Triste Natale? Evita i dolci

Ossessionati dalle foto sui social di alberi addobbati, musiche natalizie nei negozi e decorazioni luminose in strade e case? L’idea delle feste natalizie può scatenare la ‘modalità Grinch‘ (il ‘mostro’ verde che odia il Natale): dal malumore, a una sorta di blanda tristezza che spinge a chiudersi in casa. Ebbene, per evitare la ‘depressione da festività natalizie’, il suggerimento dei ricercatori americani è semplice: evitare i tanti (troppi) dolci tipici di questo periodo dell’anno.

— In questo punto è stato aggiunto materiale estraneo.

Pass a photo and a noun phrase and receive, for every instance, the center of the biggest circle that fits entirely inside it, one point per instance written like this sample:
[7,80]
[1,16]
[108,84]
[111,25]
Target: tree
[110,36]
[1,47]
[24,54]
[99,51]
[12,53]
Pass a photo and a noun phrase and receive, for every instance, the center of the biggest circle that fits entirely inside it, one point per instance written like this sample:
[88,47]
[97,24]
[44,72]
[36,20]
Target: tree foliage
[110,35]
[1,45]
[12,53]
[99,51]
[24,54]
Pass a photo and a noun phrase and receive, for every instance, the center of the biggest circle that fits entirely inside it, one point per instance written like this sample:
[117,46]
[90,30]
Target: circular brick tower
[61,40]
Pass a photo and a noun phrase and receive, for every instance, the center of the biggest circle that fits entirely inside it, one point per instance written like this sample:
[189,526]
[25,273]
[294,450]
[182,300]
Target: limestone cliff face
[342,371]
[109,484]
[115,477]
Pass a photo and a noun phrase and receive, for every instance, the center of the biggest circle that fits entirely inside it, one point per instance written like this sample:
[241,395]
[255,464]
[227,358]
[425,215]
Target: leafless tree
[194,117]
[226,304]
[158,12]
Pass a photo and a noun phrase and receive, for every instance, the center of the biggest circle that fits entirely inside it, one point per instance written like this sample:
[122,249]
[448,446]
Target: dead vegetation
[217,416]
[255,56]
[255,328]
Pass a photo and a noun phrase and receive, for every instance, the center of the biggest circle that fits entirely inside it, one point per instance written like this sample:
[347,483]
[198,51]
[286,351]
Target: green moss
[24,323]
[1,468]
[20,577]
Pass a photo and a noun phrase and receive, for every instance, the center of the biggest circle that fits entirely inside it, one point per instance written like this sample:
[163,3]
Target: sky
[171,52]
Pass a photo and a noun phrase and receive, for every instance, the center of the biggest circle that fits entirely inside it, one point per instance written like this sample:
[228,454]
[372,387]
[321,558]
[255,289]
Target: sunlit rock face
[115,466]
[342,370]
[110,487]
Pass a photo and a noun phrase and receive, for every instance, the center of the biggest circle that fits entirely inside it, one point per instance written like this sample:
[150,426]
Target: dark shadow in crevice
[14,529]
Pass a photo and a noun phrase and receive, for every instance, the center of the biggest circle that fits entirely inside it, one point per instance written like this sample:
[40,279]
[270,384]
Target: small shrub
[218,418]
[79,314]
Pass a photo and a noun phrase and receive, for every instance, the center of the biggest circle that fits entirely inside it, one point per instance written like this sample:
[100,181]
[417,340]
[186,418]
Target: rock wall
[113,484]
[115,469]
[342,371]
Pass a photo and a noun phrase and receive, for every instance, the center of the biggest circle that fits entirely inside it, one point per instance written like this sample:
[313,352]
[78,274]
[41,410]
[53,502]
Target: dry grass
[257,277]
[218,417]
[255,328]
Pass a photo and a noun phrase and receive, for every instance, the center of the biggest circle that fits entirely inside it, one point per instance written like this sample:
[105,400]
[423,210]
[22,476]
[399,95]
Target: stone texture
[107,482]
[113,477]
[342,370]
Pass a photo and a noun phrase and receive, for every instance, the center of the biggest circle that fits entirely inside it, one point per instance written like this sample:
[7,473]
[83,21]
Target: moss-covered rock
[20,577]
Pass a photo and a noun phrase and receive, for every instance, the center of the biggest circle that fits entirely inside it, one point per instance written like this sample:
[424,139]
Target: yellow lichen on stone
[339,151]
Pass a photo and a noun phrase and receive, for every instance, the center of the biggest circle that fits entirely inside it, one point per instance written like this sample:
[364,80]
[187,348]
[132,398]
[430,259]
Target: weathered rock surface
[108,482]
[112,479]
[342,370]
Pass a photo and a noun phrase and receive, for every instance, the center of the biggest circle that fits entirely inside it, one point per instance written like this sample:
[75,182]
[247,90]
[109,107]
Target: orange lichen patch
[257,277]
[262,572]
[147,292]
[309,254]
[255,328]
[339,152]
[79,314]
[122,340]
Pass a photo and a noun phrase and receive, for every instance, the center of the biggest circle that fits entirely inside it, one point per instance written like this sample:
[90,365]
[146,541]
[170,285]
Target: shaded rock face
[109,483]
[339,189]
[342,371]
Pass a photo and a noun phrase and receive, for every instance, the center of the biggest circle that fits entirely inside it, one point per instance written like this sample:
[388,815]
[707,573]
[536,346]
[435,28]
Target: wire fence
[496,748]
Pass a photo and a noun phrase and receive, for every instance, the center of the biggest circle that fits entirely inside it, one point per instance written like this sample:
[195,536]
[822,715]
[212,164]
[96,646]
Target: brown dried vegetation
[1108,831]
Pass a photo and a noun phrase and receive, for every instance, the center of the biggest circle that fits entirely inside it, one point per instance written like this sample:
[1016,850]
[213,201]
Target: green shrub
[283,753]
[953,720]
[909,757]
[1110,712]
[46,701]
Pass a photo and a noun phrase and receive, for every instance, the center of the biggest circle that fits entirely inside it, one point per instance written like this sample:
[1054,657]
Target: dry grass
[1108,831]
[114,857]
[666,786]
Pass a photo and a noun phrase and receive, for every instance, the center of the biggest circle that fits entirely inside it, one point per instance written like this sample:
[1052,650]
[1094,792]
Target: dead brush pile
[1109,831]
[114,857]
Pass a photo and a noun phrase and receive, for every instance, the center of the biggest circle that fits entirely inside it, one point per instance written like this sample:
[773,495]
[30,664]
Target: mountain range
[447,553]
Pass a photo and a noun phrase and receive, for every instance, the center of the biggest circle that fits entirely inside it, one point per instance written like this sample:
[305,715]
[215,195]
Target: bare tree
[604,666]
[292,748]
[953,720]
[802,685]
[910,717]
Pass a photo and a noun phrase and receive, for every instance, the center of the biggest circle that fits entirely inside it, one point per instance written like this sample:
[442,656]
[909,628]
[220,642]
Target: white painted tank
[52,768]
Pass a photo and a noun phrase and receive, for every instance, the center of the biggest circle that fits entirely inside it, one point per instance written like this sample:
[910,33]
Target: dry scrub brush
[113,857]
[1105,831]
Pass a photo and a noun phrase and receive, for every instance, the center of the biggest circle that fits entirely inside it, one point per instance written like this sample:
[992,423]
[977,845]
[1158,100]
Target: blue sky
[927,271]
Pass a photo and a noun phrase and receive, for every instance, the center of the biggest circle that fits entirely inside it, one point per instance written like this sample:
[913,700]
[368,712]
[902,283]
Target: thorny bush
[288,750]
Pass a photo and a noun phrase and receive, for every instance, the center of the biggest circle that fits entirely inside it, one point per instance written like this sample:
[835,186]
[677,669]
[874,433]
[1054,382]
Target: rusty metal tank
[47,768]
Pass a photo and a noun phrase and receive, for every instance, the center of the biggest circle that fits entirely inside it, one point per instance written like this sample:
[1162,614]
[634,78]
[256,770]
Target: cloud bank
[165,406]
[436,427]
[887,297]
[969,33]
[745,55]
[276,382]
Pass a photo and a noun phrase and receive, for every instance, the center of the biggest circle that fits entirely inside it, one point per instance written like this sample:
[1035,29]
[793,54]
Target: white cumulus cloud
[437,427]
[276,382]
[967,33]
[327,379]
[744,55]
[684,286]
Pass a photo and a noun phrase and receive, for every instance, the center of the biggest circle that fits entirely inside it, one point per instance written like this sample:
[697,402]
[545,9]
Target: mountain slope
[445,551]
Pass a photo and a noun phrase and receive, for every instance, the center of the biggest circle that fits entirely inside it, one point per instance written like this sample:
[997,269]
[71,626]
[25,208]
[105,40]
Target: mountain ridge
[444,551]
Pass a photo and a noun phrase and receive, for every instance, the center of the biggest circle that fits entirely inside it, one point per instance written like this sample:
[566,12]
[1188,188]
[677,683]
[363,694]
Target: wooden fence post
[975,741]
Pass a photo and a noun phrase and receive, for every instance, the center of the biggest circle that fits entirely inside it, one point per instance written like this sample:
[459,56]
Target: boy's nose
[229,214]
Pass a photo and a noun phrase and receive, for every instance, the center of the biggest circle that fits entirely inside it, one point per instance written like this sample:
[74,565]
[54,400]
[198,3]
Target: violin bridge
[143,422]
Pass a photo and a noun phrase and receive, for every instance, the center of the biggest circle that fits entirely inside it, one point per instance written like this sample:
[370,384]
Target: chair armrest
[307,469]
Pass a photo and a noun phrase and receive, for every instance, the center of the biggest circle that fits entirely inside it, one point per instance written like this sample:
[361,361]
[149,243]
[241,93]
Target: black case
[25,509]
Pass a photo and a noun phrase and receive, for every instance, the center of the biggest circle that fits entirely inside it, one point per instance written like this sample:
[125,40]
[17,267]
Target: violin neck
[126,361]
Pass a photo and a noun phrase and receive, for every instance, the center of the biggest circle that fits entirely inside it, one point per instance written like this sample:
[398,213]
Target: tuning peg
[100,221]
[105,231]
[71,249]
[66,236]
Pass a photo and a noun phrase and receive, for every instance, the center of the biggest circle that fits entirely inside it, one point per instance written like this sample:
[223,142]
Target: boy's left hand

Lo studio, condotto da un team di psicologi clinici presso l’Università del Kansas, suggerisce infatti che mangiare zuccheri aggiunti – comuni in così tanti cibi festivi, di ogni Paese – può innescare processi metabolici, infiammatori e neurobiologici legati a malattie depressive. Il lavoro è pubblicato su ‘Medical Hypotheses’, e collega all’umor nero di questo periodo dell’anno anche la ridotta illuminazione diurna tipica dell’inverno e le alterazioni del sonno. L’eccesso di zuccheri, abbinato a questi due fenomeni, rischia di scatenare una “tempesta perfetta” che influisce negativamente sulla salute mentale.

“In diversi casi la ridotta esposizione alla luce solare durante l’inverno altera i ritmi circadiani, interrompendo il sonno ristoratore e spingendo dal 5 al 10% della popolazione verso un episodio di depressione clinica”, ha affermato Stephen Ilardi, associato di psicologia clinica dell’ateneo. Inoltre, secondo Ilardi, entra in gioco un ‘serpente che si morde la coda’: proprio questi sintomi di “depressione invernale potrebbero spingere le persone a consumare più dolci e caramelle“, ha aggiunto.

“Una caratteristica comune della depressione di inizio inverno, infatti, è la brama di zucchero“, ha spiegato il ricercatori. “Quindi, abbiamo fino al 30% della popolazione che soffre almeno di alcuni sintomi di depressione invernale, i quali a loro volta li spingono a desiderare i carboidrati. E ora si troveranno a fare i conti” con la tentazione dei dolci natalizi. “Quando consumiamo i dolci – avverte – questi agiscono come una droga. Hanno infatti un immediato effetto di migliorare l’umore, ma a dosi elevate possono anche avere una paradossale conseguenza a lungo termine, peggiorando l’umore, riducendo il benessere psicologico, aumentando l’infiammazione e causando un aumento di peso”.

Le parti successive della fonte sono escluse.